僕からの溺愛特等席
考えを巡らせていたところに、糸くんが助け舟を出してくれた。
「前、来た時の忘れ物を開店前に取りに来てくれたんだよ」
「……ああ、なんだ。そうだったのか」
どうやら納得してくれたみたいで、肩の力が抜けた。
私は糸くんに目配せをして、ありがとうと念じた。糸くんはそれに気づいて頬をゆるめる。

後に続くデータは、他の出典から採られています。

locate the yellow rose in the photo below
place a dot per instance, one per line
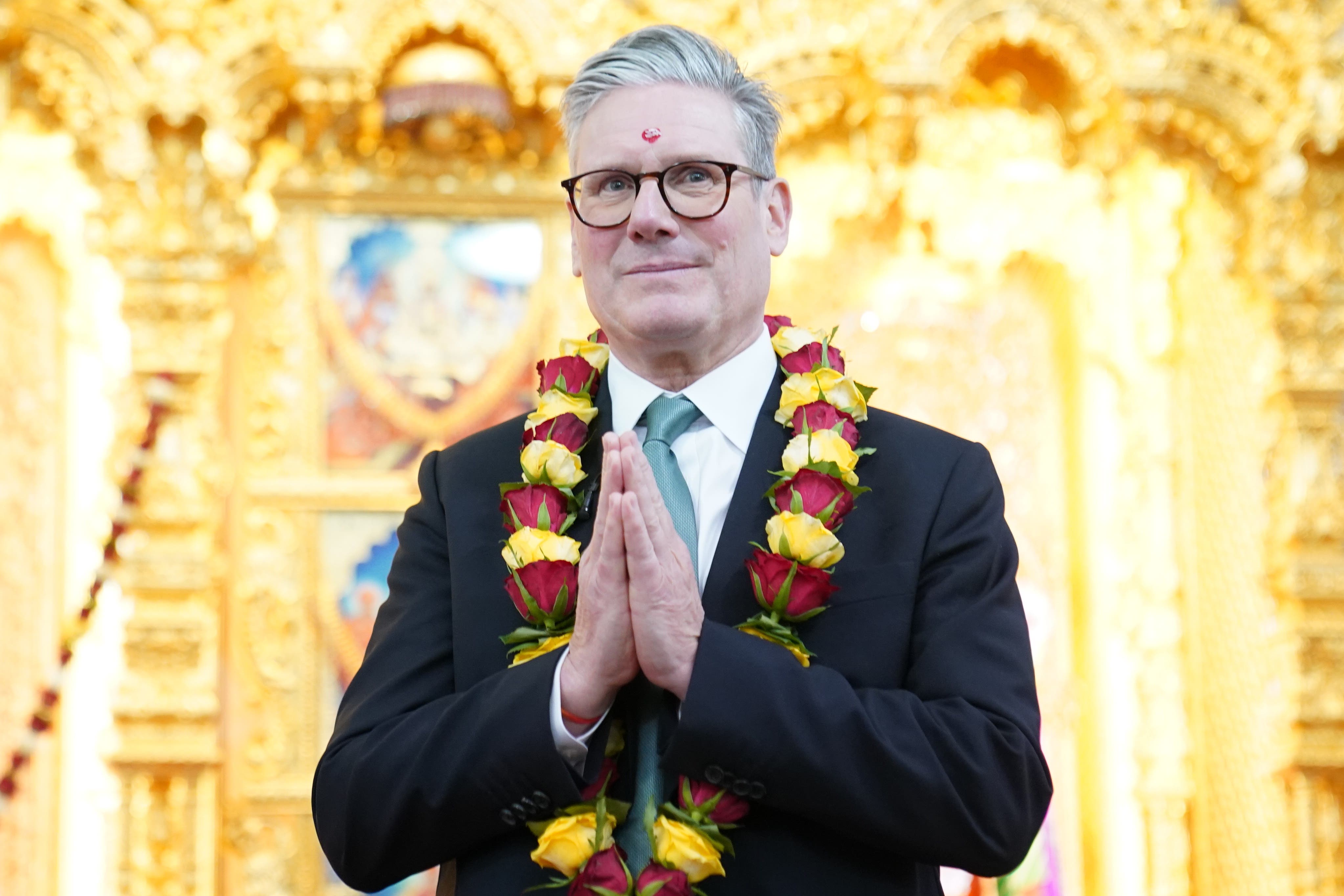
(546, 647)
(822, 446)
(568, 843)
(682, 847)
(826, 385)
(791, 339)
(594, 354)
(803, 538)
(529, 546)
(556, 404)
(842, 394)
(548, 461)
(799, 390)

内緒の共有というのは、ちょっぴり子供の頃にもどったみたいでワクワクする。
「これですよね。忘れていったの」
糸くんはレジの下の棚から、本を取り出して、ひょいっと私に渡してくれた。
「そうそう。これ! ありがとう」
ここにきて、糸くんの機転の利いたアイデアと、本を忘れていった私に感謝する。
私のはただのヘマだけど。
でも危うく、関係ない人にまで私の失態を晒してしまうところだった。
「本当に良かった……」
本音を漏らしながら本をぎゅっと抱きしめる。
喜びと安心が頂点に達して、感極まりながら受け取ったので、
当麻さんは「そんなに大事なものなのか」と呟いた。
糸くんも、手元に手を当てて、微笑んでいる。
良かったですね忘れものが功を奏して、と言いたげな、からかうような笑みだったけど。
私はまた嬉しくなって、へらっと笑う。
そうそう。
彼はこうやって、よく笑うんですよ、と当麻さんに教えてあげたい思いだ。